The World Economic Forum (WEF) announced the Earth Bio-Genome Project (EBP), a scheme to sequence the genomes of every plant, animal and single-celled organism on Earth.
Genome sequencing is the process of understanding the components of an organism’s DNA; all DNA consists of four bases, A, C, G and T in various combinations. The human genome is made up of more than three billion bases, and the first human genome was not completely sequenced until 2017, at the culmination of the Human Genome Project, a precursor to the EBP that took over two decades to complete, at a cost of $4.8bn.
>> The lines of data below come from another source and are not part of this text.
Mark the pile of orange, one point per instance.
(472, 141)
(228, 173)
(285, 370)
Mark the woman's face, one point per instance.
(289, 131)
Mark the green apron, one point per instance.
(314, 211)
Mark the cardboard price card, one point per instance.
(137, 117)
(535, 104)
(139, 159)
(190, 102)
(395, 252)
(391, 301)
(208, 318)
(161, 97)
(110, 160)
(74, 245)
The fall in costs of genomic sequencing, EBP will cost an estimated $4.7bn over the next decade, is a key change that has enabled a project of this scale to be undertaken.
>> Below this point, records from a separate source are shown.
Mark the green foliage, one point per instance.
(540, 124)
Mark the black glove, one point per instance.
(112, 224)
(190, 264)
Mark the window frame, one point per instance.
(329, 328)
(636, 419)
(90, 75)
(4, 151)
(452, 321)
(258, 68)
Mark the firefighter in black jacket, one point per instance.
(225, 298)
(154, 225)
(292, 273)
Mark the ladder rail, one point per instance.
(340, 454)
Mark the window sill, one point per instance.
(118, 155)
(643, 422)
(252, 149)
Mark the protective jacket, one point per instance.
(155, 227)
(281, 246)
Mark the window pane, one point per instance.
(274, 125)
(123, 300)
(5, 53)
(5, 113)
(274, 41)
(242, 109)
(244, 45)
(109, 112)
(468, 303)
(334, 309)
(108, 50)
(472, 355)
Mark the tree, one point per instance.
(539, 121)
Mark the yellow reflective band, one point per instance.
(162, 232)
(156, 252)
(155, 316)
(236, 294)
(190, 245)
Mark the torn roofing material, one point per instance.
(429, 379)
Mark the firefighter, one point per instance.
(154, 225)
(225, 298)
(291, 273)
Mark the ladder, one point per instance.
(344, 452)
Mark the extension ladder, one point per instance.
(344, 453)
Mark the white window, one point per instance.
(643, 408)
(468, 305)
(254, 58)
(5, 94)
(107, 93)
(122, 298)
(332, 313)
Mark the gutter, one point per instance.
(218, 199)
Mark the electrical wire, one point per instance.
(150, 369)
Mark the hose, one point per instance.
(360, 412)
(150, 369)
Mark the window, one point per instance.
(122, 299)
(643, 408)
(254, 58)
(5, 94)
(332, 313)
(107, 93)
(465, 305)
In a related move, the Earth Bank of Codes (EBC) seeks to catalogue the planet’s biological data, and make this information ‘accessible to innovators around the world’. The bank will use blockchain technology to ensure it remains decentralised and that its data is kept up to date.
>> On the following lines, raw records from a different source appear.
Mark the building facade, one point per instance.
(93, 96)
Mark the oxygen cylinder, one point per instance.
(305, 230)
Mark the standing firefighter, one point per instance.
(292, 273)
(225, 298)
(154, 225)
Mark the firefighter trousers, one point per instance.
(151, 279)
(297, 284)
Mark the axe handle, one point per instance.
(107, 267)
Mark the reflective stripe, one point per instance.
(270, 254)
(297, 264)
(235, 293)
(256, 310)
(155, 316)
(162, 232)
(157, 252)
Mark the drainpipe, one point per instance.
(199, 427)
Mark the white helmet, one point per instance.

The National Institutes of Health (NIH) launched a large international trial called IMPAACT 2010 or VESTED to evaluate three antiretroviral treatment regimens in HIV-infected pregnant women.
The trial aims to investigate the safety and efficacy of these regimens in the 639 participants who are 14 to 28 weeks into their pregnancies, along with safety for their infants.
It will compare the existing World Health Organisation (WHO) recommended, first-line maternal efavirenz (EFV) / emtricitabine (FTC) / tenofovir disoproxil fumarate (TDF) regimen with two other regimens containing newer antiretroviral drugs dolutegravir (DTG) or tenofovir alafenamide (TAF).
AstraZeneca reported top-line results from the Phase III KRONOS clinical trial of PT010 in patients with moderate to very severe chronic obstructive pulmonary disease (COPD).
Results indicated statistically significant improvement in six out of seven lung function primary endpoints when compared to dual combination therapies.
PT010 is a fixed-dose triple combination therapy of 320µg of an inhaled corticosteroid (ICS) called budesonide with 14.4µg glycopyrronium (LAMA) and 9.6µg formoterol fumarate, a LABA.
US-based Diffusion Pharmaceuticals started dosing patients in the Phase III INTACT clinical trial of its product candidate trans sodium crocetinate (TSC) for the treatment of newly diagnosed inoperable glioblastoma multiforme (GBM).
TSC is being developed to counteract tumour hypoxia to make treatment-resistant cancer cells more susceptible to the standard radiation therapy (RT) and chemotherapy.
The open-label, randomised, controlled Phase III trial will compare the overall survival of patients receiving a combination of TSC with standard of care (SoC) RT and those having chemotherapy or SOC alone.
Japan-based healthcare firm Otsuka Pharmaceutical secured funding from the Bill & Melinda Gates Foundation to accelerate clinical development of the investigational compound OPC-167832 to treat tuberculosis (TB).
The $10m grant will be used to investigate OPC-167832 in combination with delamanid during a trial designed to use multiple-ascending-dose and early bactericidal-activity studies in drug-susceptible patients.
Discovered by the firm, OPC-167832 is designed to block the DprE1 enzyme that is known to be involved in the mycobacterial cell wall-related synthesis.
Mallinckrodt enrolled the first patient in its Phase lV trial to further evaluate the efficacy of HP Acthar Gel as a therapy option to treat patients with pulmonary sarcoidosis.
Entitled ‘Pilot Study to Assess the Efficacy and Safety of HP ActharGel in Subjects With Pulmonary Sarcoidosis’, the trial is a multicentre, randomised, double-blind, placebo-controlled pilot programme.
During the study, patients required to receive prednisone treatment and meeting other criteria will be randomly assigned to receive either 1ml of HP Acthar Gel or 1ml of a matching placebo subcutaneously two times a week.